Previous studies suggest Gpr83 expression is restricted to Foxp3⁺ T cells and is not induced upon activation.²³ By contrast to these results, we found a striking up-regulation of Gpr83, equivalent to levels found amongst nT_R cells, following polyclonal activation of naïve CD4⁺ T cells. Importantly, this induced expression was not associated with a general activation phenotype but was strongly linked with Foxp3, as Gpr83 expression was only detected in activated cells also expressing Foxp3. Furthermore, Gpr83 expression is highly dependent on TGF-β, a cytokine known to induce functional regulatory (iT_R) cells from naïve CD4⁺ T cells in vitro.⁵ Whether TGF-β is acting directly to induce Gpr83 or whether this is a secondary event following induction of Foxp3 is unclear. A recent paper by Hansen et al. has described the preferential induction of Foxp3 in cells retrovirally transduced with Gpr83.²³ This induction occurred under inflammatory conditions, and suggests that Gpr83 may be involved in ‘conditioning’ cells to express Foxp3 and adopt a regulatory phenotype. However, there does not appear to be an absolute requirement for Gpr83 in the peripheral induction of Foxp3 in vitro, as addition of TGF-β to activated Gpr83-deficient T cells led to similar Foxp3 expression as was observed with wild-type T cells (C. Toms and F. Powrie, unpublished observations).²⁵ Further experiments are required to clarify a role for Gpr83 in peripheral induction of Foxp3 expression.

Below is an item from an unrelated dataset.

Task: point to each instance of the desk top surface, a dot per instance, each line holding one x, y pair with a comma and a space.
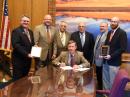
46, 88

TGF-β signalling also sustains Gpr83 expression in nT_R cells, as there was a decrease in Gpr83 expression in nT_R cells isolated from dnTGF-βRII mice. By contrast, the expression of Foxp3 was comparable between wild-type and dnTGF-βRII nT_R cells, suggesting that the latter population does not contain significantly increased numbers of activated non-T_R cells, which would reduce the overall expression of Foxp3 within this population. This observation also implies a differential sensitivity of Foxp3 and Gpr83 to TGF-β signalling in nT_R cells, especially in the periphery of these mice. It is also notable that Gpr83 expression is highly dependent on IL-2, as nT_R cells isolated from mice lacking IL-2 expression show significantly reduced levels of Gpr83.¹⁶ Further studies on the function of Gpr83 would be aided by the identification of the specific ligand for this protein. Preliminary studies have suggested that this may be provided by antigen-presenting cells,²⁵ although further work is required to definitively demonstrate this. Sequence analysis has revealed that Gpr83 shares the highest sequence homology with members of the neuropeptide Y receptor family,²⁶^,²⁷ and a recent study demonstrated functional binding of Gpr83 to neuropeptide Y peptide analogues.²⁸ The in vivo relevance of this has yet to be determined, although there is now increasing evidence for interaction between the neurological and immunological systems within the body.

Despite its strong link to Foxp3 expression, there were no developmental or functional defects in nT_R cells derived from mice deficient in Gpr83 expression. These cells could be detected at normal frequency within the thymus and periphery, and the lack of inflammatory disease in these mice suggests no functional abnormalities in nT_R cells under steady-state conditions. Similar results have been obtained by Lu et al.²⁵ However, unlike that study we did find a modest, but significant splenomegaly in mice lacking Gpr83, although the cause or relevance of this remains unclear.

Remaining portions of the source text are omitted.